For instance, Pawar has been made a member of the screening committee for Orissa along with Ahmad Patel. With Chief Minister J.B. Patnaik being a staunch Rao loyalist, the two dissidents are likely to have little say in finalising 16 candidates. Similarly, he has put G.K. Moopanar, who has resisted Rao's moves to wrap up a Congress-AIADMK alliance in Tamil Nadu, in charge of Delhi to keep him away from anti-AIADMK Congressmen in his home state. Rao has also made it a point to place loyalists like Janardhan Poojary, Sitaram Kesri, Sudhakarrao Naik and Dwivedi in charge of major states like Maharashtra, Tamil Nadu, Andhra Pradesh and Uttar Pradesh.
"Rao's next move will be to get the PECs to pass resolutions that in the event of a dispute, they would leave the matter to the Congress president," says a party general secretary.
In Maharashtra, out of 48 seats, both Pawar and Home Minister S.B. Chavan are locked in a bitter feud over 18 seats, having concurred on 30 renominations. Chavan and party veterans from the state like A.R. Antulay and V.N. Gadgil want Rao to allot a ticket to Balasaheb Vikhe Patil—who had briefly quit the Congress and dragged Pawar to court for corrupt electoral practices in 1989.
And while Dwivedi's appointment as an AICC general secretary has once again triggered off an intra-party feud in Uttar Pradesh—it has marginalised PCC chief Jitendra Prasada—Rajasthan PCC chief Ashok Gehlot is unhappy with the central directive that he should quit the post if he wants to recontest. In Bihar, the party is divided into three major camps—one led by Jagannath Mishra and PCC chief Sarfraz Ahmed, another by Kesri and Tariq Anwar and the third by Ram Lakhan Singh Yadav. Needless to say, Rao will be the beneficiary.
Meanwhile, there are indications that Rao will soon activate the central election committee (CEC), with most members drawn from the CWC. With the CEC heavily tilted in favour of Rao, who will already be equipped with the PECs' authorisation to decide candidates, he has ensured that he will not have to turn to the CWC in the process. And the CEC, by its very nature, would have to concentrate mainly on selection of candidates rather than discussing political issues. Already, Rao has nominated CWC members, including those named in the hawala case like Balram Jakhar and R.K. Dhawan, to their respective PECs to give them a sense of involvement in the selection process.

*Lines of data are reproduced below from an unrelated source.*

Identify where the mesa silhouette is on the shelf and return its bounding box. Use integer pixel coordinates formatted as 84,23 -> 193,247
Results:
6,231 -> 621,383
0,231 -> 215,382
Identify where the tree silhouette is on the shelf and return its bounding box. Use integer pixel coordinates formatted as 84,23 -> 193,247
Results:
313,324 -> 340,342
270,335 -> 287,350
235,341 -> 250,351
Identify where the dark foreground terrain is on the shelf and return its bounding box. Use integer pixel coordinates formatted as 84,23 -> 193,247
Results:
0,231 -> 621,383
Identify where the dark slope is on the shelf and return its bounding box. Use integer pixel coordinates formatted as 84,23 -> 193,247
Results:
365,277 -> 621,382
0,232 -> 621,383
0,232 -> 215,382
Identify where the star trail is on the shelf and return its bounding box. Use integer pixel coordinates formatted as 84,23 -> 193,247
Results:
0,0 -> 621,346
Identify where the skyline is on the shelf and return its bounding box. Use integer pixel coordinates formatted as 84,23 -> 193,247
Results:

And so, while Rao has been able to reinforce his supremacy over the party, his attempts to convince the electorate of having set the national agenda seems to have boomeranged. The latest demand by the Confederation of Indian Industries to restrict foreign investment to the infrastructural sector—a line closer to the BJP's heart—has dealt a small blow to the party's much projected 'new economic policy' plank. But then, the Prime Minister can always fall back on his stability trump card.